SSH to vega.ulb.ac.be (port 22) with the appropriate login and id_rsa.ceci file.

SUPPORT: http://vega.ulb.ac.be or ceci-support@ulb.ac.be

Server SSH key fingerprint: (What's this?)
MD5: e5:67:3d:0e:e1:1b:01:7b:48:de:bb:42:9c:76:d8:9a
SHA256: u6qRmUvO/dzdAFUJz6hD27wJTPufBQPQLpe8LRCO+bA

HERCULES

Hosted at the University of Namur, this system currently consists of approximately 900 cores spread across 65 compute nodes. It mainly comprises 32 Intel Sandy Bridge nodes, each with two 8-core E5-2660 processors at 2.2 GHz and 64 or 128 GB of RAM (8 nodes), and 32 Intel Westmere compute nodes, each with two X5650 6-core processors at 2.66 GHz and 36 GB ,72 GB (5 nodes) or 24 GB (5nodes) of RAM. All the nodes are interconnected by a Gigabit Ethernet network and have access to three NFS file systems for a total capacity of 98 TB.

Suitable for:

Long (max. 63 days) shared-memory parallel jobs (OpenMP or Pthreads), or resource-intensive sequential jobs.

Resources

  • Home directory (200 GB quota per user) use hc_diskquota
  • Working directory /workdir (400 GB per user) ($WORKDIR) use hc_diskquota
  • Local working directory /scratch ($TMPDIR) dynamically defined in jobs
  • No internet access from nodes
  • cpu queue* (Max 63 days, 48 cpus/user)
  • gpu queue* (Max 63 days, 48 cpus/user)
  • Generic resource*: gpu

Access/Support:

SSH to hercules.ptci.unamur.be (port 22) with the appropriate login and id_rsa.ceci file.

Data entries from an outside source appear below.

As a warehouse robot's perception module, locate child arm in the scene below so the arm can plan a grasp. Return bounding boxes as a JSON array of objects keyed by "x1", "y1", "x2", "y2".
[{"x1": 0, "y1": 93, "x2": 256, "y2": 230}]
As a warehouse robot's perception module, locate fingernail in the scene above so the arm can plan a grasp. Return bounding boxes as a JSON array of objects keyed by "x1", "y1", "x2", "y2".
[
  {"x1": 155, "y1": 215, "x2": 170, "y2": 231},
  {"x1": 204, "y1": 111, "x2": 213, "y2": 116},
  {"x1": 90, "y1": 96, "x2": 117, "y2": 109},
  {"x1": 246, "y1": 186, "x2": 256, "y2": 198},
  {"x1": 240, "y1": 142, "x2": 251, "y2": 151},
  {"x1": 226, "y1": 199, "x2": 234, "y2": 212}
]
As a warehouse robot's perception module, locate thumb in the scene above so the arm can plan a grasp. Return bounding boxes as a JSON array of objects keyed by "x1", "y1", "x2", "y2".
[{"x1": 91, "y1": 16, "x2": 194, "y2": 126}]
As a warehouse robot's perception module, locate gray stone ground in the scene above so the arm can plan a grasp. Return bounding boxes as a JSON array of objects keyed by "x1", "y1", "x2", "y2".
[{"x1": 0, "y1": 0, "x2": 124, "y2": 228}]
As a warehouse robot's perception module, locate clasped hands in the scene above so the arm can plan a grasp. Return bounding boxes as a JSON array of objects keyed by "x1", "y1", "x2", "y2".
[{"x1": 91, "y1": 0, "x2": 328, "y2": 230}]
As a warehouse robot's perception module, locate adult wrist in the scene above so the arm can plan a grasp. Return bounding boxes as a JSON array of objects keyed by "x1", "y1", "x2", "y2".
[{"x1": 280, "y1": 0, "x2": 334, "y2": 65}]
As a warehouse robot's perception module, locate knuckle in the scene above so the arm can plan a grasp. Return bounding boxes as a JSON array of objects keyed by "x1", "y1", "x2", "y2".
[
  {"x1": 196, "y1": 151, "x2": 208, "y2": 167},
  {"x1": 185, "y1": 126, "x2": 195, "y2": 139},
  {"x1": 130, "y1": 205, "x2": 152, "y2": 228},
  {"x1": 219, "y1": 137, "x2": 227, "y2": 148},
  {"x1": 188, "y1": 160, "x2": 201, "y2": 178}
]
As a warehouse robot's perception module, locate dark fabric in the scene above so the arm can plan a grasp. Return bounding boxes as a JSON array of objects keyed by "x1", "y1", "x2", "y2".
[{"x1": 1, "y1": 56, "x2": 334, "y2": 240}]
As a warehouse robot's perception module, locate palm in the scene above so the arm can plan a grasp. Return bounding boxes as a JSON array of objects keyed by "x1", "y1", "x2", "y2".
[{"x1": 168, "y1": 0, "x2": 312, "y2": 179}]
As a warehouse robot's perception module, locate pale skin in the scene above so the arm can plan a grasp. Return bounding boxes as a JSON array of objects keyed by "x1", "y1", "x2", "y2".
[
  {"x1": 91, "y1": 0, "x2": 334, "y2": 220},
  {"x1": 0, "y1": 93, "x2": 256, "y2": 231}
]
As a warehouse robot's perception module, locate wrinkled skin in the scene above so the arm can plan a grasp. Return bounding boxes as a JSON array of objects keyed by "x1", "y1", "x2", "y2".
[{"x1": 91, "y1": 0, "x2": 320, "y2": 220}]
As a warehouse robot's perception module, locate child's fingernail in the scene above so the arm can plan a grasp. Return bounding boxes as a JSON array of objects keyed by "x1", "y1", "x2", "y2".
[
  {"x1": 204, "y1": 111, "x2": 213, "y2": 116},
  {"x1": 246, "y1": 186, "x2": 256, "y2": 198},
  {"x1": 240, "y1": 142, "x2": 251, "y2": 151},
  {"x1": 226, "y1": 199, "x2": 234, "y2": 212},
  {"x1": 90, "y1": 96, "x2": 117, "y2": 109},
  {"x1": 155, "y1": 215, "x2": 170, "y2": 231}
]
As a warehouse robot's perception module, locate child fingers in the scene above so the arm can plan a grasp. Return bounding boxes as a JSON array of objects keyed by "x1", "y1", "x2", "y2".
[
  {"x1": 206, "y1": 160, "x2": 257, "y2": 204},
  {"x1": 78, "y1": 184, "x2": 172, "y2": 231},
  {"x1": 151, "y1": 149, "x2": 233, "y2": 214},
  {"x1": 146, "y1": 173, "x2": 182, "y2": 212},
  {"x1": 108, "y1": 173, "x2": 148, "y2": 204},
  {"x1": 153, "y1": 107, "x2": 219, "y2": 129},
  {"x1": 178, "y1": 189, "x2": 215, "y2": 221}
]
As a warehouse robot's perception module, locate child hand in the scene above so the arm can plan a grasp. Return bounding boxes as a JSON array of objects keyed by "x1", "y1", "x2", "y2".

FAQ: https://www.ptci.unamur.be

SUPPORT: support.ptci@unamur.be

Server SSH key fingerprint: (What's this?)
Either
MD5: 66:50:e1:67:91:d8:17:1e:b7:be:48:00:e2:2c:7a:9f
SHA256: SyLaaBe7CuO7Dpa6vJa0vbAUxnYSpl30xaJo5yBF//c
or
MD5: 8c:09:1a:10:ad:32:87:af:82:52:33:0f:03:d1:5e:d2
SHA256: LzByp8XBhpgy+2lB1DZcpieYUCSq8FEfLBLPm+WB8xg

DRAGON1

Hosted at the University of Mons, this cluster is made of 26 computing nodes, each with two Intel Sandy Bridge 8-cores E5-2670 processors at 2.6 GHz, 128 GB of RAM and 1.1 TB of local scratch disk space. The compute nodes are interconnected with a Gigabit Ethernet network (10 Gigabit for the 36 TB NFS file server). Two additional nodes have two high-end NVIDIA Tesla 2175 GPUs (448 CUDA Cores/6GB GDDR5/515Gflops double precision).

Suitable for:

Long (max. 21 days) shared-memory parallel jobs (OpenMP or Pthreads), or resource-intensive (cpu speed and memory) sequential jobs.

Resources

  • Home directory (20GB quota per user)
  • Local working directory /scratch ($LOCALSCRATCH)
  • No internet access from nodes
  • Long queue* (Max 21 days, 40 cpus/user, 500 jobs/user)
  • Def queue* (Max 5 days, 40 cpus/user, 500 jobs/user)
  • Generic resource*: gpu

Access/Support:

SSH to dragon1.umons.ac.be (port 22) with the appropriate login and id_rsa.ceci file.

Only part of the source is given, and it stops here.